Mr Orbán highlighted that the present European situation was “more chaotic than we have ever witnessed in our lifetime”. There is a war under way in our neighbourhood, and there is a severe energy crisis which is not only a price, but also a supply crisis. In the meantime, inflation is taking its toll on the entire European economy, European leaders have decided to sever the Russian economy from the European economy, and additionally, the United States has introduced a series of unprecedented protective measures which are also affecting Europe, he listed.
All this means that the period when we imported cheap raw materials and energy from Russia, in exchange for which we provided Western technology, is over; a period which resulted in economic growth and military security for both parties.
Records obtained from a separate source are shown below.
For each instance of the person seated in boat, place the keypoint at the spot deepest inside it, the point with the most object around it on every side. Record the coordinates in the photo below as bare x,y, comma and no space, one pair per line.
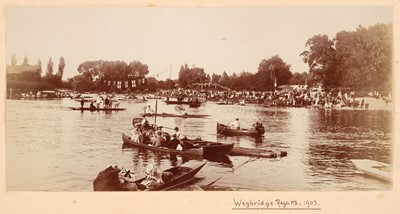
99,100
145,122
92,107
107,102
178,133
235,124
183,112
82,102
173,143
137,136
116,104
159,139
149,110
153,176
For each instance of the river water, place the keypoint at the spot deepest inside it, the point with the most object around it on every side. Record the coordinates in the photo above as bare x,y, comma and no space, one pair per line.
50,147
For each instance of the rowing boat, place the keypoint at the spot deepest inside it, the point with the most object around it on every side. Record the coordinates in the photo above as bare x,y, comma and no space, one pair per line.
191,152
97,109
107,180
376,169
226,130
259,153
171,102
176,115
242,151
209,148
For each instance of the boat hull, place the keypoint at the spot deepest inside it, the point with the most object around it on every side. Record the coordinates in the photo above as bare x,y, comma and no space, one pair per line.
107,180
191,152
374,169
176,115
97,109
209,148
226,130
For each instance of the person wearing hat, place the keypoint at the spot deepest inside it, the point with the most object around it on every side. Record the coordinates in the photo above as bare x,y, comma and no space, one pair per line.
137,134
235,124
160,141
173,143
177,133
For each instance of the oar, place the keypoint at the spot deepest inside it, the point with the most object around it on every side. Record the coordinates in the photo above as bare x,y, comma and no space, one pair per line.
250,159
224,128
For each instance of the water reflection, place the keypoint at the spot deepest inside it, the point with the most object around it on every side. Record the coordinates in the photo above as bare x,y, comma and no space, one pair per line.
68,148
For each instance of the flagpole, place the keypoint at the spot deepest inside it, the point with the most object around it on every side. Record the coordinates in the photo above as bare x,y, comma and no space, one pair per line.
155,116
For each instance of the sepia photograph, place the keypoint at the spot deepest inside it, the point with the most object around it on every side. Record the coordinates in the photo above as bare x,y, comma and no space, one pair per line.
248,102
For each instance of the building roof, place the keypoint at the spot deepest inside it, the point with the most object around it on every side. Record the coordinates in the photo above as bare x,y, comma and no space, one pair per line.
17,69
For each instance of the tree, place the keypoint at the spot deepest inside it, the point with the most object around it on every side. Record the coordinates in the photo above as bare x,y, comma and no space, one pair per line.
188,76
39,64
26,61
82,83
224,80
61,67
113,70
13,59
298,79
215,78
364,57
272,72
320,58
49,67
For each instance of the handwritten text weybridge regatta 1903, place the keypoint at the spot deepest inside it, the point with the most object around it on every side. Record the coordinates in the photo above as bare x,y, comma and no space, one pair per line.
241,204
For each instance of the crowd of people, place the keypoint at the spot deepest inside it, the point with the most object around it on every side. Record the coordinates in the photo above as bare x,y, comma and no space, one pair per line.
297,97
144,133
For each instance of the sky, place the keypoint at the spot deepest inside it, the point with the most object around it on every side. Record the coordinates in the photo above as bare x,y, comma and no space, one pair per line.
218,39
There is no new strategy, however, hence the strategic vacuum, he pointed out.
He stressed that in this situation only innovation could offer a solution, and the power cable now announced was a genuinely innovative project.
The submarine power cable transmitting electricity generated in Azerbaijan primarily from wind and solar energy will be 1,195 kilometres long, while Romania and Georgia will also be connected together with an optic cable capable of high-speed Internet data transmission. Its capacity will reach 1,000 megawatts.
In addition to Mr Orbán, the agreement was also signed by Romanian Prime Minister Nicolae Ciuca, Azerbaijani President Ilhan Aliyev and Georgian Prime Minister Irakli Garibashvili in the presence of President of the European Commission Ursula von der Leyen.
In his speech, the Prime Minister spoke in words of praise about the fact that the EU had recently paid much attention to Azerbaijan, had developed cooperation, and that Azerbaijani head of state Ilham Aliyev was also open to cooperation.
“In the past more than a decade, my own experience has been that the European Union can always count on Azerbaijan as a reliable partner,” he stated.
Mr Orbán also mentioned the fact that he had arrived in Bucharest again after not having visited the city for eight years, and had experienced enormous progress and development which would, in his opinion, justify Romania’s membership of the Schengen Area. However, the other day “in the EU we made a flawed decision,” he recalled, and this must be rectified; Romania must be admitted to the area guaranteeing free movement. The Prime Minister reassured Romanian President Klaus Iohannis, who was in charge of the proceedings of the Saturday event, that in this Bucharest can count on Hungary.